Friday, 12 August 2022

The Time Patrol And The Service

There are some similarities between Poul Anderson's Time Patrol and the Service in James Blish's "Beep"/The Quincunx of Time. I want to discuss these similarities as a lead-in to identifying a possible problem with Time Patrol practice. This might take a while. Tomorrow will be dominated by a family wedding.

The Time Patrol
Civilizations later than 19352 AD have space-time machines and a police force, the Patrol, whose agents ensure that recorded and unrecorded historical events happen on schedule because those events constitute the timeline in which they all live and which will lead to the post-human Danellians who will found the Patrol. However, Wanda Tamberly in 1990 cannot be sure that Manse Everard will "'...come home safe and successful...'" from a mission in 1307 because:

"The hazards of paradox and the wounds to the soul would be overmuch, did Time Patrol people go back to visit their beloved dead or forward to see what was to become of their beloved living."

Two features of the Patrol:

a mission to protect the past;
a rule against knowing when colleagues will die.

If we replace "past" with "future," then we identify the two features of the Service.
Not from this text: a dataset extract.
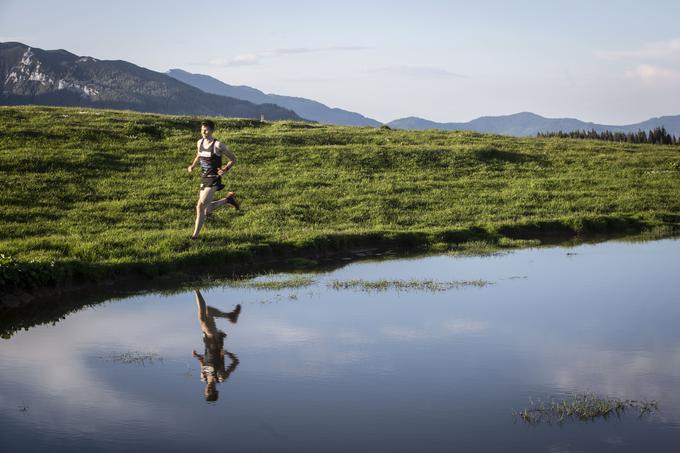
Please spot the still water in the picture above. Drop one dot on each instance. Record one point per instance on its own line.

Time travel developed from an attempt to find a means of instantaneous transportation.

The Service
Late in the twenty first century, when there is already faster than light interstellar travel, Terrestrial Intelligence tries to find a means of instantaneous communication. Thor Wald invents the Dirac communicator. Any Dirac communicator simultaneously receives all messages transmitted by any other Dirac communicator. In a four dimensional continuum, this means all messages that have been, are being or will be transmitted. All the messages arrive together as a single beep but individual messages can be extracted and slowed down. 

The Intelligence Bureau that becomes the Service knows of many future events and works to bring every one of them about. Any other decision, to cause some events but prevent others - if that is even possible - would have been hubris. The consequences of this policy are increasingly utopian and the Service becomes the only interstellar government.

Blish does not explain why the consequences are utopian but I think that I can see the reason. A message reporting a massacre will be received only if such a message is transmitted. It will be transmitted only if a massacre occurs. A massacre will occur only if the Service allows or even commits it. The Service will allow or even commit a massacre only if, first, they receive a message reporting a massacre and, secondly, they are the kind of people who would insist on implementing their policy of preserving the known future even at the expense of allowing or causing a massacre. It follows that messages reporting massacres will be received only if messages reporting massacres are received (so far, a tautology) and if Service personnel are capable of massacres. Since they are not capable of this, such messages are not received. Instead, Service personnel foresee themselves implementing only, to them, morally acceptable scenarios and then have no problem about implementing such scenarios which is why only such scenarios are implemented and foreseen. Merseians, kzinti, Klingons or Draka with a Dirac transmitter would foresee themselves conquering the galaxy.

This has not got us to the point that I was aiming at but maybe it is enough for this evening.